McDunn encendió su pipa. Eran las siete y
cuarto de una helada tarde de noviembre. La luz movía su cola en doscientas
direcciones, y la sirena zumbaba en la alta garganta del faro. En ciento
cincuenta kilómetros de costa no había poblaciones; sólo un camino solitario
que atravesaba los campos desiertos hasta el mar, un estrecho de tres
kilómetros de frías aguas, y unos pocos barcos.
-Los misterios del mar -dijo McDunn
pensativamente-. ¿Pensaste alguna vez que el mar es como un enorme copo de
nieve? Se mueve y crece con mil formas y colores, siempre distintos. Es raro.
Una noche, hace años, todos los peces del mar salieron ahí a la superficie.

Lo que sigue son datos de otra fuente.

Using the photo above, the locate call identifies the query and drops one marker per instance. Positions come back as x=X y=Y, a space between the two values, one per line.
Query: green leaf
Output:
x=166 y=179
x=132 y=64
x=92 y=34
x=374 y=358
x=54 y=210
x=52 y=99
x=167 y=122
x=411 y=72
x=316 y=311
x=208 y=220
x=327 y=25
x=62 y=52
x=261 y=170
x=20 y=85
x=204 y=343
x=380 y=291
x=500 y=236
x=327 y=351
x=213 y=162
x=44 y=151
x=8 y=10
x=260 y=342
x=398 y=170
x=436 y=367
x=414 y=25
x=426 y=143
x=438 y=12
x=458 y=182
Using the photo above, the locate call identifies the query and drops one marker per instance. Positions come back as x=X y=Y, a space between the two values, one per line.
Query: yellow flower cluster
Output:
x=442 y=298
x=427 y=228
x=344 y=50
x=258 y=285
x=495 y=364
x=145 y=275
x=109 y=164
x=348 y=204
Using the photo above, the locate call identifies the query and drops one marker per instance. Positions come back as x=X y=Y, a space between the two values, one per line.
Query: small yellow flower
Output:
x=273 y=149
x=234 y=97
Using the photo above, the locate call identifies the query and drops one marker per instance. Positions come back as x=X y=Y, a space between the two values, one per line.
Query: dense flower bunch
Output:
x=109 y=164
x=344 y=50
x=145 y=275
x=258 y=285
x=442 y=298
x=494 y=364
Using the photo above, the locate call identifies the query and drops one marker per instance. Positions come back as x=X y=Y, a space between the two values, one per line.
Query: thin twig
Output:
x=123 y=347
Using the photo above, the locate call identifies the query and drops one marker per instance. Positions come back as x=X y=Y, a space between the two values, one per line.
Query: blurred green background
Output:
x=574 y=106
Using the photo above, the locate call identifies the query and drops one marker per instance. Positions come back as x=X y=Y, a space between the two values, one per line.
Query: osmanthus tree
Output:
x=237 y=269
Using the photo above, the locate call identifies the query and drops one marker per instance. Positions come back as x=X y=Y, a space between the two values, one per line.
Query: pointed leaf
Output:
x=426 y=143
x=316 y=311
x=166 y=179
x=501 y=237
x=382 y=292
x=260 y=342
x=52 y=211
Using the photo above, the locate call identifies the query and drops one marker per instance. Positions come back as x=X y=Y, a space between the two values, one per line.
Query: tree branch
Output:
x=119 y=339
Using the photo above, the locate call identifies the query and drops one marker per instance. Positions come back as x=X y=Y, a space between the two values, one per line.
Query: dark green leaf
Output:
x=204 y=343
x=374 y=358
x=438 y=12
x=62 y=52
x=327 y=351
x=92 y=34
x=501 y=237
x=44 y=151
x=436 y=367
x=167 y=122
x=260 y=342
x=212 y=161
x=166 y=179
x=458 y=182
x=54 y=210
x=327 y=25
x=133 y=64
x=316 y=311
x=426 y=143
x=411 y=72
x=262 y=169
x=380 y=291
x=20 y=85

Algo los hizo subir y quedarse flotando en las aguas, como temblando y mirando
la luz del faro que caía sobre ellos, roja, blanca, roja, blanca, de modo que
yo podía verles los ojitos. Me quedé helado. Eran como una gran cola de pavo
real, y se quedaron ahí hasta la medianoche. Luego, casi sin ruido,
desaparecieron. Un millón de peces desapareció. Imaginé que quizás, de algún
modo, vinieron en peregrinación. Raro, pero piensa en qué debe parecerles una
torre que se alza veinte metros sobre las aguas, y el dios-luz que sale del
faro, y la torre que se anuncia a sí misma con una voz de monstruo. Nunca
volvieron aquellos peces, ¿pero no se te ocurre que creyeron ver a Dios?
Me estremecí. Miré las grandes y grises
praderas del mar que se extendían hacia ninguna parte, hacia la nada.
-Oh, hay tantas cosas en el mar -McDunn
chupó su pipa nerviosamente, parpadeando. Estuvo nervioso durante todo el día y
nunca dijo la causa-. A pesar de nuestras máquinas y los llamados submarinos,
pasarán diez mil siglos antes de que pisemos realmente las tierras sumergidas,
sus fabulosos reinos, y sintamos realmente miedo. Piénsalo, allá abajo es todavía
el año 300,000 antes de Cristo. Cuando nos paseábamos con trompetas
arrancándonos países y cabezas, ellos vivían ya bajo las aguas, a dieciocho
kilómetros de profundidad, helados en un tiempo tan antiguo como la cola de un
cometa.
-Sí, es un mundo viejo.
-Ven. Te reservé algo especial.
Subimos con lentitud los ochenta
escalones, hablando. Arriba, McDunn apagó las luces del cuarto para que no
hubiese reflejos en las paredes de vidrio. El gran ojo de luz zumbaba y giraba
con suavidad sobre sus cojinetes aceitados. La sirena llamaba regularmente cada
quince segundos.
-Es como la voz de un animal, ¿no es
cierto? -McDunn se asintió a sí mismo con un movimiento de cabeza-. Un
gigantesco y solitario animal que grita en la noche. Echado aquí, al borde de
diez billones de años, y llamando hacia los abismos. Estoy aquí, estoy aquí,
estoy aquí. Y los abismos le responden, sí, le responden. Ya llevas aquí tres
meses, Johnny, y es hora que lo sepas. En esta época del año -dijo McDunn
estudiando la oscuridad y la niebla-, algo viene a visitar el faro.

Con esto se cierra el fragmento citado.